Question

Forty-four percent of customers who visit a department store make a purchase. What is the probability that in a random sample of 9 customers who will visit this department store, exactly 6 will make a purchase?

A. .1070

B. .1752

C. .8930

D. .0033

Answer 1

Answer: A. .1070

Explanation:

We would apply the formula for binomial distribution which is expressed as

P(x = r) = nCr × p^r × q^(n - r)

Where

x represent the number of successes.

p represents the probability of success.

q = (1 - r) represents the probability of failure.

n represents the number of customers sampled.

From the information given,

p = 44% = 44/100 = 0.44

q = 1 - p = 1 - 0.44

q = 0.56

n = 9

x = r = 6

Therefore,

P(x = 6) = 9C6 × 0.44^6 × 0.56^(9 - 6)

P(x = 6) = 84 × 0.0073 × 0.175616

P(x = 6) = 0.107

Answer 2

A. .1070

Explanation:

For each customer, there are only two possible outcomes.

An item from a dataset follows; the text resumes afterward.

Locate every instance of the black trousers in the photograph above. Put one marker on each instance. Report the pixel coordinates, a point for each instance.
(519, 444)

Either they make a purchase, or they do not. The probability of a customer making a purchase is independent from other customers. So we use the binomial probability distribution to solve this question.

Binomial probability distribution

The binomial probability is the probability of exactly x successes on n repeated trials, and X can only have two outcomes.

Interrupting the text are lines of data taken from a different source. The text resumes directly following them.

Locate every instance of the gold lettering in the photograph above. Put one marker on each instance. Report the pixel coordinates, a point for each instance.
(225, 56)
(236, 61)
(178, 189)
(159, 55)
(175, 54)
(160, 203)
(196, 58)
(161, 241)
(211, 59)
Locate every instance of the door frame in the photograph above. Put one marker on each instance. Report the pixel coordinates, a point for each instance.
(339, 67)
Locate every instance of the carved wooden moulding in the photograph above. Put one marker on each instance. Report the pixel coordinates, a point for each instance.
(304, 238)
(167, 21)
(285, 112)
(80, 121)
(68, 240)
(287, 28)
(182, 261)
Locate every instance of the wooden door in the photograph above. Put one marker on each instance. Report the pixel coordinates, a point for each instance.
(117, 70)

`P(X = x) = C_(n,x).p^(x).(1-p)^(n-x)`

In which
`C_(n,x)` is the number of different combinations of x objects from a set of n elements, given by the following formula.

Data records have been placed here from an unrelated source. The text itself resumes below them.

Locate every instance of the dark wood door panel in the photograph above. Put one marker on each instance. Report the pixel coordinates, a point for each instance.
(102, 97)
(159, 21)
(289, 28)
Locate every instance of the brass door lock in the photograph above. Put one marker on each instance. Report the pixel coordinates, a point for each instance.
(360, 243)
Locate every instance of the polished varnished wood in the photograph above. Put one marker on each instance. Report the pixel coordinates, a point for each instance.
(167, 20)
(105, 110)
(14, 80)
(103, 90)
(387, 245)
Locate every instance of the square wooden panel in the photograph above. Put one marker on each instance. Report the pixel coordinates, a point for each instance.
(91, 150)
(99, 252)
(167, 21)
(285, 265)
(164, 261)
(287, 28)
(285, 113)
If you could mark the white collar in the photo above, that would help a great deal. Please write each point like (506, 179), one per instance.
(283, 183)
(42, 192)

`C_(n,x) = (n!)/(x!(n-x)!)`

And p is the probability of X happening.

Forty-four percent of customers who visit a department store make a purchase.

This means that
`p = 0.44`

What is the probability that in a random sample of 9 customers who will visit this department store, exactly 6 will make a purchase?

This is
`P(X = 6)` when n = 9. So

`P(X = x) = C_(n,x).p^(x).(1-p)^(n-x)`

`P(X = 6) = C_(9,6).(0.44)^(6).(0.56)^(3) = 0.1070`

So the correct answer is:

A. .1070